Crohn’s disease is a chronic (ongoing) disorder that causes inflammation of the gastrointestinal (GI) or digestive tract. Most often the disease affects the end of the small intestine (inflammation of the ileum or ileitis) and/or beginning of the colon (colitis) (see Figure 1). However, Crohn’s can involve any area of the GI tract from the mouth to the anus.
Some of the most common symptoms of Crohn’s disease are persistent diarrhea, with or without blood, and abdominal pain, loss of appetite and subsequent weight loss also may occur. The symptoms vary from person to person and may change over time. The disease can affect areas outside of the GI tract as well, such as the joints, skin, eyes, and liver. Another common complaint for people with IBD is fatigue, or recurrent unexplained fever. Children – may suffer delayed growth and puberty (sexual development).
Patients may also develop tears (fissures) in the facing of the anus, which may cause pain and bleeding, especially during bowel movements. Inflammation may also cause a narrowing (stenosis or stricture) as well as a fistula to develop (see Figure 1B). A fistula is a tunnel that leads from one loop of intestine to another, or that connects the intestine to the skin, bladder, or vagina. Fistulas occur most commonly around the anal area and can cause the drainage of mucus, stool or pus from this opening.
Since Crohn’s is a chronic disease, patients will go through periods in which the disease flares up and is active, and causes symptoms. These periods are followed by times of remission — periods in which symptoms disappear or decrease and good health returns. People with Crohn’s are usually healthy enough to lead active, normal lives.
What are the Different Types of Crohn’s Disease?
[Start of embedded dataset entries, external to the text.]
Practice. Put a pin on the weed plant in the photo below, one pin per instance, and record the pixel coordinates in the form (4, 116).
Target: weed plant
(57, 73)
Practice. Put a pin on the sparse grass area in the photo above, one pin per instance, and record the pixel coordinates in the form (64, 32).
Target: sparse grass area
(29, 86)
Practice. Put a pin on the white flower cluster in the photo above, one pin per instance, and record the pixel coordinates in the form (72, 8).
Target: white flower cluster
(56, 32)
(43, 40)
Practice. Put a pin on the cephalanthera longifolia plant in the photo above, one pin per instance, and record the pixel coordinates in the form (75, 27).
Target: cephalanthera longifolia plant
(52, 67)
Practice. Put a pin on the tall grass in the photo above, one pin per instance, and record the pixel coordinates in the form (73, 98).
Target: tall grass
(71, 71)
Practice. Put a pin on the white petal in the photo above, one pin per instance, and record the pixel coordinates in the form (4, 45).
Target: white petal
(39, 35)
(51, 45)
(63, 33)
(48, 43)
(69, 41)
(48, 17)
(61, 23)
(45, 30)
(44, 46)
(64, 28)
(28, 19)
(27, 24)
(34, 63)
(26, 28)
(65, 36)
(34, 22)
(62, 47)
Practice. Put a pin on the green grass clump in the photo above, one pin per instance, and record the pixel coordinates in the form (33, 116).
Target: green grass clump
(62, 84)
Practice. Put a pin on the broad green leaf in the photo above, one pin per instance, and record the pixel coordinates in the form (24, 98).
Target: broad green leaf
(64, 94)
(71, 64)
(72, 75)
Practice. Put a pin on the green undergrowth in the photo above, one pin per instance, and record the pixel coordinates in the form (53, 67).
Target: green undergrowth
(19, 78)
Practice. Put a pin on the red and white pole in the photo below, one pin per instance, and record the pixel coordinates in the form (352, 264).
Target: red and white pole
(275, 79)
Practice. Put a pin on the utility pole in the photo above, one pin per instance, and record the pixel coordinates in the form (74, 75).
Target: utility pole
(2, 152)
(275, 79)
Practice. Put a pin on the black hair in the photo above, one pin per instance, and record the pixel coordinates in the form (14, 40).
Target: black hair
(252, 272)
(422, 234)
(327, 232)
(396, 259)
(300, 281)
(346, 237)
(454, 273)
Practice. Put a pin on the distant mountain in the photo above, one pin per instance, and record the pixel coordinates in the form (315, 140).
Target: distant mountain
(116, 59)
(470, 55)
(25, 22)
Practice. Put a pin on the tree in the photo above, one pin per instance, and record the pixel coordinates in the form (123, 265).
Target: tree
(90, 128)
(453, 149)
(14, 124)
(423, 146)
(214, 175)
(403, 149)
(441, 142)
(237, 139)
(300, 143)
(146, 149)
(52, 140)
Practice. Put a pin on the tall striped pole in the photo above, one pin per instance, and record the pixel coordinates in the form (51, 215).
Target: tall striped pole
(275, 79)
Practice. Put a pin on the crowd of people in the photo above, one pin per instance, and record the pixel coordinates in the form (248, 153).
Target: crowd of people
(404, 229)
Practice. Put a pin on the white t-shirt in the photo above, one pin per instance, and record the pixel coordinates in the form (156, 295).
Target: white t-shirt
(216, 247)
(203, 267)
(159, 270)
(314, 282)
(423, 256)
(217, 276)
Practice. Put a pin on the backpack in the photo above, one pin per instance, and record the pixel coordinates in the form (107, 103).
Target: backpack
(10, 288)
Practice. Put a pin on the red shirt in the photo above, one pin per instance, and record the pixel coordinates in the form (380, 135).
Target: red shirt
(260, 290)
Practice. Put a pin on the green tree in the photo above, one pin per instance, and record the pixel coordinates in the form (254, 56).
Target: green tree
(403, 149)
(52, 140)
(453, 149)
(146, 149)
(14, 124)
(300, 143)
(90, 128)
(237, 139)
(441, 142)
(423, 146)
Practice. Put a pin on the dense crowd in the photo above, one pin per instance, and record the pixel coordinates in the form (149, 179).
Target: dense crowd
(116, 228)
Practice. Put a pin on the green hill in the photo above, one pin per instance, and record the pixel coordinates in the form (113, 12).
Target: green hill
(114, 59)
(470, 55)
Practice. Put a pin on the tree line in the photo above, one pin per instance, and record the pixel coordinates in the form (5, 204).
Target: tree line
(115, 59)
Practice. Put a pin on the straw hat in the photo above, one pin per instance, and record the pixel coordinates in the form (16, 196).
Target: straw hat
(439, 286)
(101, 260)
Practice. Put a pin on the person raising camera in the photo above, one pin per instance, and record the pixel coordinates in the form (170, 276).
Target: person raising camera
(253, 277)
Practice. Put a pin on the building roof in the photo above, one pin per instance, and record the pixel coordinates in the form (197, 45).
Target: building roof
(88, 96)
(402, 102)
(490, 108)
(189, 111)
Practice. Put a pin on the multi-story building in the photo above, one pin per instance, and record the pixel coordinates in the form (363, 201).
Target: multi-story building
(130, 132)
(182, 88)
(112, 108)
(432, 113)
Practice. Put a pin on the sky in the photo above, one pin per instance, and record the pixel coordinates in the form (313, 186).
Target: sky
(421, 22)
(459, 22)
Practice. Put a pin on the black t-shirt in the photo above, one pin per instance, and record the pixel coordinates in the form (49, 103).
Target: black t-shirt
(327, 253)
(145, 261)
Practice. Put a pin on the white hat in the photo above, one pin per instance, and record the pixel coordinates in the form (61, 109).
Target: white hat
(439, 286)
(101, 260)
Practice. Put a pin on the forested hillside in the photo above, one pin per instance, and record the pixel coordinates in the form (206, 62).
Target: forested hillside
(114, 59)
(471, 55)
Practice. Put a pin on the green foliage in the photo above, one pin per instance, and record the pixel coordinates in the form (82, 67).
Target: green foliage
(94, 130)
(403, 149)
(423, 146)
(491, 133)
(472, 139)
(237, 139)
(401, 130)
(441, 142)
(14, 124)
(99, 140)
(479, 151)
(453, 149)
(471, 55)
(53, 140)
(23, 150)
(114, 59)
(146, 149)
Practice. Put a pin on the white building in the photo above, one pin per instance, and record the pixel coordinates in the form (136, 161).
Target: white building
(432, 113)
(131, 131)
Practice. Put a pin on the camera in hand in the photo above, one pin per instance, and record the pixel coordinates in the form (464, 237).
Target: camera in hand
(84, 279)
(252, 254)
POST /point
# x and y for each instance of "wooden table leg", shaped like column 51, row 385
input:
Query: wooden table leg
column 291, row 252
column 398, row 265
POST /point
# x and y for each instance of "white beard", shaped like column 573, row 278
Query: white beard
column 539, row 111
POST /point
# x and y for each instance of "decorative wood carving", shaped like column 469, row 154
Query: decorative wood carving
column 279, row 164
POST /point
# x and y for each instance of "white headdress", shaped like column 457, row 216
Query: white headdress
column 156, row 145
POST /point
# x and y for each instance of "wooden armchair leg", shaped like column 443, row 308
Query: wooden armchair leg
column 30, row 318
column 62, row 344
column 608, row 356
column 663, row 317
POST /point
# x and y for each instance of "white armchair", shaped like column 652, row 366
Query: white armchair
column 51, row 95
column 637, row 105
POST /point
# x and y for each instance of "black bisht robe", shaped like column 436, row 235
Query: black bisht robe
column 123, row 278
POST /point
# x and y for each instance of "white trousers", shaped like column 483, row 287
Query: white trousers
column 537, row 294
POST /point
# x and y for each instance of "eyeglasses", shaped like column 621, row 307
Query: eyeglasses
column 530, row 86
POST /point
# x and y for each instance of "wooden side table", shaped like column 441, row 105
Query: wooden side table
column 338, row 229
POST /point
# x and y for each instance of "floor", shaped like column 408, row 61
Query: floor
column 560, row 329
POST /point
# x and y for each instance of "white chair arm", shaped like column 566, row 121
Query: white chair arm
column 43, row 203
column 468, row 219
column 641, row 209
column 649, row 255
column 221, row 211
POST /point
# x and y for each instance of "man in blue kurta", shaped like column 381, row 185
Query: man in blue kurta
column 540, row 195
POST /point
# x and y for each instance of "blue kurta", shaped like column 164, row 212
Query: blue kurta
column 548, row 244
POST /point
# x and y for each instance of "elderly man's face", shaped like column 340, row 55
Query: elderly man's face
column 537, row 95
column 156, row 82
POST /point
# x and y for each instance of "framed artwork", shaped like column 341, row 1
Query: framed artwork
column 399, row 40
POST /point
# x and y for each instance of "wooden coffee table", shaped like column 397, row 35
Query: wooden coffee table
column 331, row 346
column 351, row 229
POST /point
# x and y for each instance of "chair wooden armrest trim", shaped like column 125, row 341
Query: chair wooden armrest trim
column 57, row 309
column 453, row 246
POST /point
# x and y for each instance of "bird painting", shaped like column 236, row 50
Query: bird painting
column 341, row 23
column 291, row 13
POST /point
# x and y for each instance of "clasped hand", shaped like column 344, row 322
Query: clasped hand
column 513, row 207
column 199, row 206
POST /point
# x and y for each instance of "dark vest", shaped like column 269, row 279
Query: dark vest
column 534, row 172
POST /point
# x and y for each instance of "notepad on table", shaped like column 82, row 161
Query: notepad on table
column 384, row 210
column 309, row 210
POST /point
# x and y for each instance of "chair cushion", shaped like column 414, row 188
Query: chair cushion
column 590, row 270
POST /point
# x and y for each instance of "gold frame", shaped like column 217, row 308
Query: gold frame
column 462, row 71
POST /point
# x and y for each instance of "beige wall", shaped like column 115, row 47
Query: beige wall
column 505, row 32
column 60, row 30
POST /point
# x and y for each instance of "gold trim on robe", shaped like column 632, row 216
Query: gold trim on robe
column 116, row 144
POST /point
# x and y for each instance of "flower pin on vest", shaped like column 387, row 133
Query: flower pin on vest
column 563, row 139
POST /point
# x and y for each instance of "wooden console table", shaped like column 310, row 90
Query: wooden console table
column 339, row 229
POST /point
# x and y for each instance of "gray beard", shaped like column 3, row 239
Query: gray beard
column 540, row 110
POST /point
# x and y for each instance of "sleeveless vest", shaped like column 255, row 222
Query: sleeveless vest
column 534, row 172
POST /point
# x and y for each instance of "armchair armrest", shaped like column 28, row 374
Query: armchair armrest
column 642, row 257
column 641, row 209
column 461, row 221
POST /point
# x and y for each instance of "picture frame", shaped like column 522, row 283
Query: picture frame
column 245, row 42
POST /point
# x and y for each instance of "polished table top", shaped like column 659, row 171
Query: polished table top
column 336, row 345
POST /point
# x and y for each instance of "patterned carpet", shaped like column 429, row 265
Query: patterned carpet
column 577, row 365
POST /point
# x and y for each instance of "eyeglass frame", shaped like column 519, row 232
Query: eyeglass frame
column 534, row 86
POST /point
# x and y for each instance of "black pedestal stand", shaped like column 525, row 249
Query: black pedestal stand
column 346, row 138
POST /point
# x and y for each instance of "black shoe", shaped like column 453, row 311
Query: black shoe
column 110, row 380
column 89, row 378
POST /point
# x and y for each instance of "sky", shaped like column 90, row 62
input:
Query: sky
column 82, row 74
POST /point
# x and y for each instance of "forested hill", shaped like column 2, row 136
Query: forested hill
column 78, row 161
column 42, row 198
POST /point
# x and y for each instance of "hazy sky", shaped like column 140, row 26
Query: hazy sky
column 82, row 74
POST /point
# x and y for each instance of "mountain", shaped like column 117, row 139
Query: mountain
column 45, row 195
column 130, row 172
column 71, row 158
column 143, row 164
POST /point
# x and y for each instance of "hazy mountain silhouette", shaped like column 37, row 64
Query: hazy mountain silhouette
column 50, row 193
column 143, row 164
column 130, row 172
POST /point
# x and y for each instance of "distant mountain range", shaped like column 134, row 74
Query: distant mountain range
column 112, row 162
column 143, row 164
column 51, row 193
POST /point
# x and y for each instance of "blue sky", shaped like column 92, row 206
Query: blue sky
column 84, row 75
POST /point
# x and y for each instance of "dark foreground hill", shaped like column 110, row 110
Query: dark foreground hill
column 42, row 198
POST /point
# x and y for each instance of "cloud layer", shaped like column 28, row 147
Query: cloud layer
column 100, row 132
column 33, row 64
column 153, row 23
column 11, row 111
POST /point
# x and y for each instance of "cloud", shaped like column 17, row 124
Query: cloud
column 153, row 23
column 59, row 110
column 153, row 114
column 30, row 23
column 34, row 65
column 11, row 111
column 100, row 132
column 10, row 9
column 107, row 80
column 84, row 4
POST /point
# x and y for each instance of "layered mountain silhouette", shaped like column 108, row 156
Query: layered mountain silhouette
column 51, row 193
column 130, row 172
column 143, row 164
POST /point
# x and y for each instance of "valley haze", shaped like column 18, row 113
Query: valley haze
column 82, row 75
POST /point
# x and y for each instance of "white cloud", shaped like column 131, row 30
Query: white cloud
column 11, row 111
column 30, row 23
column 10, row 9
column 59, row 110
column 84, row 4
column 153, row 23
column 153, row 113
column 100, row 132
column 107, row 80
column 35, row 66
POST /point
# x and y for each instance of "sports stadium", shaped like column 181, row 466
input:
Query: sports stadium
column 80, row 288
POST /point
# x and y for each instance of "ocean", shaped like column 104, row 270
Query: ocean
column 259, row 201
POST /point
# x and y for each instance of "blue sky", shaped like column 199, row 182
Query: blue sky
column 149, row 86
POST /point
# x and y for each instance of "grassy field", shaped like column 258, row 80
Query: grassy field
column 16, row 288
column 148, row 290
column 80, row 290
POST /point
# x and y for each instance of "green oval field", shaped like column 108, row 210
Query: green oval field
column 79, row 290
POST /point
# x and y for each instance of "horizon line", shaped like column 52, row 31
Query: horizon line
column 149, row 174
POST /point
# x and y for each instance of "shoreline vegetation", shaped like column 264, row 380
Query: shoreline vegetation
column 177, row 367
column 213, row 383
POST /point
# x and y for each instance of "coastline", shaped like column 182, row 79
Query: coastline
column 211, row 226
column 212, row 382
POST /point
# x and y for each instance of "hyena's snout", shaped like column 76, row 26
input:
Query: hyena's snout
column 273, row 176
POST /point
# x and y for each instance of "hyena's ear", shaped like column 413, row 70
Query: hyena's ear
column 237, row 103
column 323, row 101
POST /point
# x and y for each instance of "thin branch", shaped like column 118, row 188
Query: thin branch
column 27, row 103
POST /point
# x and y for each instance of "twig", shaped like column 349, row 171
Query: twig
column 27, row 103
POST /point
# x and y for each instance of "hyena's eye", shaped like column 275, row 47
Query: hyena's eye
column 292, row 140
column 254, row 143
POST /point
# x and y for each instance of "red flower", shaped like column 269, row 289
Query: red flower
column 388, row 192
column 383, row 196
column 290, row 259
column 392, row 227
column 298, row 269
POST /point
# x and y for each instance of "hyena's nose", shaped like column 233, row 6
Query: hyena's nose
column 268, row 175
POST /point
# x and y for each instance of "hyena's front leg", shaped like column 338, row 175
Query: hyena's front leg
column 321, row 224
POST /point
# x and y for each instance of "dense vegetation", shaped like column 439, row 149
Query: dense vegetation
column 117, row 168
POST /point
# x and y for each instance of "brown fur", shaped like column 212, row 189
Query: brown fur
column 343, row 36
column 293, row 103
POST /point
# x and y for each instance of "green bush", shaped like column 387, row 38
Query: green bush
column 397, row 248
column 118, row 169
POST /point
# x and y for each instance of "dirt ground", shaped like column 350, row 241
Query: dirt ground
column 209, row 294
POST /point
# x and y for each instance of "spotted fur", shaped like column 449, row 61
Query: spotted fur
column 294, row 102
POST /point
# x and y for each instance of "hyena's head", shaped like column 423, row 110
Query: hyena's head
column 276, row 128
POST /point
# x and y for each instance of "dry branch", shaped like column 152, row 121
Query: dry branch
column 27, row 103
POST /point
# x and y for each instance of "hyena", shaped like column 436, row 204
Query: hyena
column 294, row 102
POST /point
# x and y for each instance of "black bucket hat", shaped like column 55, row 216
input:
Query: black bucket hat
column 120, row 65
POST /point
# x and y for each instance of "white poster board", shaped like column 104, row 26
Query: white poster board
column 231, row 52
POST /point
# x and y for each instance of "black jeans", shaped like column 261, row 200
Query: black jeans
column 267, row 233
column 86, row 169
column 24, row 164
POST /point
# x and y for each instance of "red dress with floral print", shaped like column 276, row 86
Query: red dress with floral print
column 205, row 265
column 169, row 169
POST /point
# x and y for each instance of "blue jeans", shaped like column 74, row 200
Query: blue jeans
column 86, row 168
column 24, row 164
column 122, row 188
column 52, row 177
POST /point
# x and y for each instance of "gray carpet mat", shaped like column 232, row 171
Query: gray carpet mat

The symptoms of Crohn’s disease differ from one person to the next, even within the same family, depending on what part of the intestinal tract is inflamed (see Figure 1). The following are various types of Crohn’s disease, according to the segments of bowel affected, with their characteristic symptoms:
- Ileocolitis: The most common form of Crohn’s, affecting the end of the small bowel (ileum) and the beginning of the large bowel (colon). Symptoms may include diarrhea and cramping or pain in the right lower part or middle of the abdomen. Often, there is significant weight loss. Complications may include fistulas or inflammatory abscess in right lower quadrant of the abdomen.
- Ileitis: Inflammation restricted to the ileum, typically in the last segment. Symptoms are the same as ileocolitis.
- Jejunoileitis: This distribution of Crohn’s disease is characterized by patchy areas of inflammation in the jejunum (upper half of the small intestine), as well as the ileum (lower half of the small bowel). Symptoms can include abdominal pain (ranging from mild to intense), often more intense following meals, as well as diarrhea. Fistulas may form.
- Crohn’s (granulomatous) colitis: This form of Crohn’s disease only affects the large bowel or colon. Unlike ulcerative colitis, the colonic inflammation is usually patchy. Symptoms may include diarrhea, which may contain blood and mucus. , Involvement around the anus (abscess, fistulas, and ulcers) occurs more frequently than with other forms of Crohn’s. Also, skin lesions and joint pains are more common in this form of Crohn’s.
- Gastroduodenal Crohn’s disease: Affects the stomach (see Figure 1C) and duodenum (the first part of the small intestine). Typical symptoms include loss of appetite, weight loss, nausea, and vomiting.